Materialized Views
What are Materialized Views?
Materialized views pre-compute and store query results. Unlike regular views, they persist data on disk, trading storage for query speed.
Creating Materialized Views
-- PostgreSQL: materialized view for daily sales
CREATE MATERIALIZED VIEW daily_sales_summary AS
SELECT
d.date,
p.category,
COUNT(*) as sale_count,
SUM(s.amount) as total_sales
FROM fact_sales s
JOIN dim_date d ON s.date_id = d.date_id
JOIN dim_product p ON s.product_id = p.product_id
GROUP BY d.date, p.category;
-- Add index for faster queries
CREATE INDEX idx_daily_sales_date ON daily_sales_summary(date);
-- Query is much faster than the original
SELECT * FROM daily_sales_summary
WHERE date >= '2026-01-01';
Refresh Strategies
Complete Refresh
Rebuilds the entire view:
REFRESH MATERIALIZED VIEW daily_sales_summary;
Simple but locks the view during refresh. Best for small datasets or low-frequency refreshes.
Concurrent Refresh
Creates a new version and swaps atomically. No lock but requires a unique index:
CREATE UNIQUE INDEX idx_daily_sales_pk ON daily_sales_summary(date, category);
REFRESH MATERIALIZED VIEW CONCURRENTLY daily_sales_summary;
Incremental Refresh
Only processes changed data.

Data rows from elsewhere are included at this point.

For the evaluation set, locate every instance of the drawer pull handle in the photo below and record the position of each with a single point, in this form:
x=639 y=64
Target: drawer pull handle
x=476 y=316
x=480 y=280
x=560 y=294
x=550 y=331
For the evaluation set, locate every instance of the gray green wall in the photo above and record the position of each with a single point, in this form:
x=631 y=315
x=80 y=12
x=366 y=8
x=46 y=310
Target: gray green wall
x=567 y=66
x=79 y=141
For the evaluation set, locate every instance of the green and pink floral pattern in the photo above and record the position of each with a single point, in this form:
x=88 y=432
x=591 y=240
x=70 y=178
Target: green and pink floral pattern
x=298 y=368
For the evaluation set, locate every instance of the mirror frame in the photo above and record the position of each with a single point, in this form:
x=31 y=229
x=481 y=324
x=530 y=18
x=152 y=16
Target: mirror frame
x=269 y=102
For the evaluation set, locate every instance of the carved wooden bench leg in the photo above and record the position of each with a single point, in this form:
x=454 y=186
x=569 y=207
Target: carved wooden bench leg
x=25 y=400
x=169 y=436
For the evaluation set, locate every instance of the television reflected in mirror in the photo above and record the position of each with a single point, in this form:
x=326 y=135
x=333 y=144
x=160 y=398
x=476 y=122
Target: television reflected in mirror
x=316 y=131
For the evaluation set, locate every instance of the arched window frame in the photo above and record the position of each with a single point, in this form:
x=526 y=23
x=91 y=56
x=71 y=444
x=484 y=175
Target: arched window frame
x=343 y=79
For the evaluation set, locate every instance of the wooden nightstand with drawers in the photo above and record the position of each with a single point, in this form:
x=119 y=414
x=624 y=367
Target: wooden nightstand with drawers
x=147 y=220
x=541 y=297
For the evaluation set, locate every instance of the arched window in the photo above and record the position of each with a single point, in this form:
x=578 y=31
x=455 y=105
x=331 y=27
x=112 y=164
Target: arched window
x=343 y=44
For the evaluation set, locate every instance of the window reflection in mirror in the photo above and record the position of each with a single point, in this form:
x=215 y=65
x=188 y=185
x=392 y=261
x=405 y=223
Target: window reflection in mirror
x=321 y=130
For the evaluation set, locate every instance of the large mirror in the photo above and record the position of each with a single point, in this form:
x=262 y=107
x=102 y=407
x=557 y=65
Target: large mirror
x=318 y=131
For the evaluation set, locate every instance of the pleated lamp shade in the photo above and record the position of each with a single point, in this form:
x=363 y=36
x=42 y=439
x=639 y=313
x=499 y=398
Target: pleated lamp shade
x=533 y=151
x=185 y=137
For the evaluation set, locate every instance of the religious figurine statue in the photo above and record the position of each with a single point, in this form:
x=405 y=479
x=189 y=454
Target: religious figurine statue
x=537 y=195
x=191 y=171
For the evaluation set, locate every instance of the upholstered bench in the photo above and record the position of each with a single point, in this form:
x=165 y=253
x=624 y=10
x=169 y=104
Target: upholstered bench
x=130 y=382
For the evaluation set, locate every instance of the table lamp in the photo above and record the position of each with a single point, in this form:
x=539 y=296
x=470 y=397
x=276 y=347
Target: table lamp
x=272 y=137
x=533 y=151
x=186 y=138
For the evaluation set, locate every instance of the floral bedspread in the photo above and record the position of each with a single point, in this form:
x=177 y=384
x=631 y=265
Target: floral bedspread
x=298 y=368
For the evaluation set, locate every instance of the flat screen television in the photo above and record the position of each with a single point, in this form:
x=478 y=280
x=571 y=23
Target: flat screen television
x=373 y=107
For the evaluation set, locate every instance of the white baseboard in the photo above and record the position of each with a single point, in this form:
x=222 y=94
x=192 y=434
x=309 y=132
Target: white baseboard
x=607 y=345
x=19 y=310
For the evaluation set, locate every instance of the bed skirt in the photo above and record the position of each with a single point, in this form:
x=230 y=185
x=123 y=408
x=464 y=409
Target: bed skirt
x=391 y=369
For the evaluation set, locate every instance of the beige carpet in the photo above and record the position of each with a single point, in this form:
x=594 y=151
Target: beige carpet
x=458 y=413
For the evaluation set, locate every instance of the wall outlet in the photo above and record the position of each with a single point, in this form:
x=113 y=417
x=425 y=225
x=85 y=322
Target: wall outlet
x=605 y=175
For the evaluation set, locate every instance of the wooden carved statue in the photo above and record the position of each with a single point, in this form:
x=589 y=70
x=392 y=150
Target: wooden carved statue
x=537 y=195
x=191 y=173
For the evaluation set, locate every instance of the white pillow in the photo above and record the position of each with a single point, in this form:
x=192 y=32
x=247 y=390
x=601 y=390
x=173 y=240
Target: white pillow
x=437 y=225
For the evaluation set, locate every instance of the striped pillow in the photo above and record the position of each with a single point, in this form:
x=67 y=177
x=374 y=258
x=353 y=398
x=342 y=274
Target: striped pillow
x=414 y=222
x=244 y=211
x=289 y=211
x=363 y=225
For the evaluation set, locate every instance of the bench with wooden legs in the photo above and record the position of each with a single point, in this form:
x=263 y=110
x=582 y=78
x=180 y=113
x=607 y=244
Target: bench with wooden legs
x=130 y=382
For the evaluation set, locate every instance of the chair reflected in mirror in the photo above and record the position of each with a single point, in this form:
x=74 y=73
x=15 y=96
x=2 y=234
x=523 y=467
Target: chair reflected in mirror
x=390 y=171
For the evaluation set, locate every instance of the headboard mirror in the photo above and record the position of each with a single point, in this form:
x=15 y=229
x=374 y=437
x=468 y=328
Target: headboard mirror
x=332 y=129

Not natively supported in PostgreSQL but available in specialized databases.
Use Cases
| Use Case | Refresh Frequency | Benefit | |----------|------------------|---------| | Dashboards | Hourly | Sub-second queries | | Aggregations | Daily | Avoid full table scans | | Pre-joined data | On-demand | Eliminate expensive joins | | Reporting | Nightly | Consistent snapshot |
Performance Considerations
-- Compare query performance
EXPLAIN ANALYZE
SELECT date, SUM(total_sales)
FROM daily_sales_summary
WHERE date >= '2026-01-01'
GROUP BY date;
-- vs the base query (much slower)
EXPLAIN ANALYZE
SELECT d.date, SUM(s.amount)
FROM fact_sales s
JOIN dim_date d ON s.date_id = d.date_id
WHERE d.date >= '2026-01-01'
GROUP BY d.date;
Conclusion
Materialized views are essential for dashboard and reporting performance. Use concurrent refresh to avoid locks. Add indexes on frequently filtered columns. Choose refresh strategy based on freshness requirements. Monitor storage overhead for large views.